The Lewiston City Council voted 5–2 to approve a $250,000 loan to Milltown Sports and Entertainment LLC to support the company’s planned purchase and operation of the city’s Coliseum.
Interim Director Blaise presented the financing package as gap financing intended to preserve community uses at the Coliseum and to limit the city’s exposure. “This is the down payment, essentially. This is part of the closing,” Director Blaise said, describing a 14‑year, 0% loan to be funded from the city’s economic reserve and supplemented by private and seller financing.

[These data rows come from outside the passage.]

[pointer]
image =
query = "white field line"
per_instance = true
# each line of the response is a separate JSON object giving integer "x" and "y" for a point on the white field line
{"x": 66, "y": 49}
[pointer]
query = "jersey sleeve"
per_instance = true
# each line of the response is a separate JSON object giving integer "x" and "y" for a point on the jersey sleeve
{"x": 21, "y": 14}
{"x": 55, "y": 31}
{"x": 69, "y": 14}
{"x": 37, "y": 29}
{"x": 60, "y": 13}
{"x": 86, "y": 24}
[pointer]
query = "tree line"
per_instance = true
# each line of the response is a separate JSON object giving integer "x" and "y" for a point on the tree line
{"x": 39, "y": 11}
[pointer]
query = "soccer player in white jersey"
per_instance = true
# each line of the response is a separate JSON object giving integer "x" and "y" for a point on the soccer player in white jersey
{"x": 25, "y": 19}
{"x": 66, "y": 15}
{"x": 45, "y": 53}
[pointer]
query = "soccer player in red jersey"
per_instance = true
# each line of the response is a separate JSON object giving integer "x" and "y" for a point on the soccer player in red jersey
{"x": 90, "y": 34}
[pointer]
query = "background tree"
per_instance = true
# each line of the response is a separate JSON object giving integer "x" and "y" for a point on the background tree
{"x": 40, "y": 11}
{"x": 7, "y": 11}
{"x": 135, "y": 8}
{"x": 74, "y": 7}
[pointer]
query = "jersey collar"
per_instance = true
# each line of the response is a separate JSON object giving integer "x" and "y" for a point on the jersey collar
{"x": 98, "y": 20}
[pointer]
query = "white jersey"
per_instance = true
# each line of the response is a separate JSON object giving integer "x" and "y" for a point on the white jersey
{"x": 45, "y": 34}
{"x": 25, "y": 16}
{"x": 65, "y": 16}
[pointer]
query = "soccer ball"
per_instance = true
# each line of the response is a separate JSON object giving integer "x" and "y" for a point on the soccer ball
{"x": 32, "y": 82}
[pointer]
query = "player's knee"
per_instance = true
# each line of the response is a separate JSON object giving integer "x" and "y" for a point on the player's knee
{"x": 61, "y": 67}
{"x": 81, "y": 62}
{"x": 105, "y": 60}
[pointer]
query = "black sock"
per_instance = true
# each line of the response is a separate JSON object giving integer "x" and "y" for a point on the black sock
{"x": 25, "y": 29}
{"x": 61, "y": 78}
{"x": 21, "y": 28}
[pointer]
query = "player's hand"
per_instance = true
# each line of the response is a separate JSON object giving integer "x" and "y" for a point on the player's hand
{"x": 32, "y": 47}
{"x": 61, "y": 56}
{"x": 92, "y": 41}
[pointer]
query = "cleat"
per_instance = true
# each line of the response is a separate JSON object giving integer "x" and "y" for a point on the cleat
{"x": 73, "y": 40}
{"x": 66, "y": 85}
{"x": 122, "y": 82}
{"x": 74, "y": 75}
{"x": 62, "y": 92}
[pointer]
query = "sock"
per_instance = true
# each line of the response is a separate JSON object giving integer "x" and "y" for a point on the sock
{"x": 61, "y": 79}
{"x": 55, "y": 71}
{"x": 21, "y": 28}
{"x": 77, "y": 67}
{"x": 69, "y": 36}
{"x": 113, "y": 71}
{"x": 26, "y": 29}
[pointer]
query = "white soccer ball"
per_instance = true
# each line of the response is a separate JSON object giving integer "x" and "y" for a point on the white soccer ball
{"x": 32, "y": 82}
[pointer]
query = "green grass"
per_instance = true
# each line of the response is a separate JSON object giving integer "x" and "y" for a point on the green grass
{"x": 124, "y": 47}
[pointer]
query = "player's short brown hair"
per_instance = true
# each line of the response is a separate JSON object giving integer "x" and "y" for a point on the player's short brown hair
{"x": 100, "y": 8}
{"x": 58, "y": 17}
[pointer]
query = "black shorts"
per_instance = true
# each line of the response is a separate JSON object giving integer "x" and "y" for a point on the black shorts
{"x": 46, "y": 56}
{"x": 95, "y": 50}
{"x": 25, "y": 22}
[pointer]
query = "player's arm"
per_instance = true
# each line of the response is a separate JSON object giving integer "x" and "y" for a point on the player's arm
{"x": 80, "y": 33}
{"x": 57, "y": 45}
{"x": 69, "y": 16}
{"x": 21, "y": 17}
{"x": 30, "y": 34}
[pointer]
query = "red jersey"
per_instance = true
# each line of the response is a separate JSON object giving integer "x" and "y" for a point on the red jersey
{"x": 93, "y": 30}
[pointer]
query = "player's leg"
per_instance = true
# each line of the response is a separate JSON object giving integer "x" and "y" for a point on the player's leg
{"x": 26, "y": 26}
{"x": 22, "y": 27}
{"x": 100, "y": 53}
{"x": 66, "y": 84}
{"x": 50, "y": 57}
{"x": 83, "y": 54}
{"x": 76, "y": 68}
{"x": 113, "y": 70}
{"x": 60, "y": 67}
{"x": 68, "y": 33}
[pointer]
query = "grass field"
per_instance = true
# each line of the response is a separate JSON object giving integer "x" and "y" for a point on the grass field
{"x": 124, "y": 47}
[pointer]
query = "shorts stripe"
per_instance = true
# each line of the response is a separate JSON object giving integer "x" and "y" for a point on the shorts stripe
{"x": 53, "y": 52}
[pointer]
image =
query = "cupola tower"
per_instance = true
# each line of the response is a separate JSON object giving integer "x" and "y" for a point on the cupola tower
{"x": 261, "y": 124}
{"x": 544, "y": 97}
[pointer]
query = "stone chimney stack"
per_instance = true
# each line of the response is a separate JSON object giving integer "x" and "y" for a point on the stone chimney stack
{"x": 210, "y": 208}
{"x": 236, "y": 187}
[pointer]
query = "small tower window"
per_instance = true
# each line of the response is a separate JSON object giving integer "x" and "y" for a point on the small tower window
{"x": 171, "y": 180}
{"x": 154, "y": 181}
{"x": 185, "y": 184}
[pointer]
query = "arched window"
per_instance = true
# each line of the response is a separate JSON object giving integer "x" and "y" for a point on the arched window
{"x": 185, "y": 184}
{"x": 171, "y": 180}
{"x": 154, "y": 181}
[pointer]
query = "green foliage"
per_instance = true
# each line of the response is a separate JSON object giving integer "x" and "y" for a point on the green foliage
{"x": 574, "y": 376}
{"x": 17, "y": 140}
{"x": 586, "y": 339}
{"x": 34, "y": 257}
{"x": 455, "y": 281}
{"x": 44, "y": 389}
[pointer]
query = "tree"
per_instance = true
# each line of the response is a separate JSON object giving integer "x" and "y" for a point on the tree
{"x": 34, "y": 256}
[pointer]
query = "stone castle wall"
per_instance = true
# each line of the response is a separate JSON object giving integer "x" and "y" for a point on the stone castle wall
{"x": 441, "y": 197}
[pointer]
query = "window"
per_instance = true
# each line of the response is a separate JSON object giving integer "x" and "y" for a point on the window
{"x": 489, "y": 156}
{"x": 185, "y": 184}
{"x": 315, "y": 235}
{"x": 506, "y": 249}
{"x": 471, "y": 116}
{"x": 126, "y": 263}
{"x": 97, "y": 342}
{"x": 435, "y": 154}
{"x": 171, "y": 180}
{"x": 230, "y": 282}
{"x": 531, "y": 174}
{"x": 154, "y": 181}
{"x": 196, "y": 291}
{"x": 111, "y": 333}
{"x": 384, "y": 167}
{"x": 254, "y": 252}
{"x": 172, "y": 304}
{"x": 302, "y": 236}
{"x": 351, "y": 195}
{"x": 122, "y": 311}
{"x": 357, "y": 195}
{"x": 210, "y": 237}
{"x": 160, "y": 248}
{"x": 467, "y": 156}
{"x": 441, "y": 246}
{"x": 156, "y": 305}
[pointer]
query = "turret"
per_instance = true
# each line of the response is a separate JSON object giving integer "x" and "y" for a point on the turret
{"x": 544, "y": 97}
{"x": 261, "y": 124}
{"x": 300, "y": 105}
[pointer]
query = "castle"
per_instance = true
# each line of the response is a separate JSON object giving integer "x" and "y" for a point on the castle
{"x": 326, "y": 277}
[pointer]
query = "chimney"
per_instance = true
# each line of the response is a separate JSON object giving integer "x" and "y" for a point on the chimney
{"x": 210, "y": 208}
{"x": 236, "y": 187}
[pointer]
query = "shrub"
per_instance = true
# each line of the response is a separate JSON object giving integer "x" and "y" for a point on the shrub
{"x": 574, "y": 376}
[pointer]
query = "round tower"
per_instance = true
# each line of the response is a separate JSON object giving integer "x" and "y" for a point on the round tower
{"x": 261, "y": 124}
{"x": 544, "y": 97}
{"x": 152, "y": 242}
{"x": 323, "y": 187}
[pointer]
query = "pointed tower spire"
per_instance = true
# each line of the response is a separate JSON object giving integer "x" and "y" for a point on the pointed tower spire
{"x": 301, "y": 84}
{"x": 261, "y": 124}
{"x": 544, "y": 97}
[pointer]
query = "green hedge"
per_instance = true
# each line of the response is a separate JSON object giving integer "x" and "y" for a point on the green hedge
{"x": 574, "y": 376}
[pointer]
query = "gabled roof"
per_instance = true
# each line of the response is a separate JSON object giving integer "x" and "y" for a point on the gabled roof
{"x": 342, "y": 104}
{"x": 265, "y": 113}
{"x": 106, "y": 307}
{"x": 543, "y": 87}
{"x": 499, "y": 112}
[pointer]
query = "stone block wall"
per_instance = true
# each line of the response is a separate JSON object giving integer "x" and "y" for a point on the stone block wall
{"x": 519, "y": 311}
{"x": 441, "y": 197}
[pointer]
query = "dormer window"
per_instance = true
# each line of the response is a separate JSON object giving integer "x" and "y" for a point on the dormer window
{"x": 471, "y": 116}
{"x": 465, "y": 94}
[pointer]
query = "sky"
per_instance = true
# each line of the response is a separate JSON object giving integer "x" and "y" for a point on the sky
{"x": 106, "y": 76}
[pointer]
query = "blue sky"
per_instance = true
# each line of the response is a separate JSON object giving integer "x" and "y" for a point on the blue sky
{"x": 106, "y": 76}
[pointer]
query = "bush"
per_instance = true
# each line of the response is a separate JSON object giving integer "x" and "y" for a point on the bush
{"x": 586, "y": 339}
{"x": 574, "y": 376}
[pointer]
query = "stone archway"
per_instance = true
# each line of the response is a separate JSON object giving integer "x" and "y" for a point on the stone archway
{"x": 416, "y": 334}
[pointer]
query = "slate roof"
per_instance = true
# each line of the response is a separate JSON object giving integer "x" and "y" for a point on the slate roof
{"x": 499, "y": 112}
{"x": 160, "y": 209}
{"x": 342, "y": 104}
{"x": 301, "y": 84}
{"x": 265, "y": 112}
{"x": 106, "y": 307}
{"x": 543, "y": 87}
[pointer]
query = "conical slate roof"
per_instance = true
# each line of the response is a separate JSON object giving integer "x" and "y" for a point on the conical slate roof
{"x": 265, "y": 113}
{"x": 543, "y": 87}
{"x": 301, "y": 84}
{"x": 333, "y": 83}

Councilors pressed staff on the loan’s security and underwriting. Councilor Nagy asked whether inspections could trigger acceleration of repayment and sought clarity on the loan’s security instrument; Director Blaise said the collateral is personal property assessed in the packet at roughly $680,000 and that the city would be second lienholder behind the current owner. “We’re the second lienholder,” Blaise said. Councilor Nagy highlighted that the loan had a split vote at the Loan Qualification Committee and asked for the committee’s numeric result; Blaise responded the committee’s vote was 3 in favor, 1 opposed and 1 excused.
Skeptics described the arrangement as thinly secured. Councilor Martel said she viewed the request as “an entirely unsecured $250,000 loan” and questioned whether the equipment offered as collateral would cover losses in default. Councilor Chittum said, “Purely financially, it’s not a good deal for the city,” but added he would support the loan on the grounds that it preserves the city’s access to parking and community uses at the Coliseum.
Staff said the loan is intended as gap financing that keeps the city at the table as a community partner and preserves ongoing uses such as high‑school hockey and school parking. Director Blaise told the council the package combines private investment and a seller note; he said T & M Investments would provide a larger loan and waive a formal appraisal in support of the transaction.
Councilors also requested further legal editing of documents and clarification of funding sources referenced in attachments: a job‑creation attachment incorrectly named federal CDBG language that staff agreed to correct. Several councilors asked that any final approvals be contingent on updated and finalized legal documents.
Before the vote, the clerk polled the wards and the motion passed to adopt the loan by a vote of 5 to 2. The council also earlier voted to postpone indefinitely a separate financial‑guarantee order tied to the Coliseum acquisition on a 6‑1 vote.
The council directed staff to finalize legal documents and noted that if the private partners proceed without the city the city could lose preferential access to parking and programming at the facility. Staff said they would return final signed documents and that legal counsel had reviewed the package but additional edits were expected prior to closing.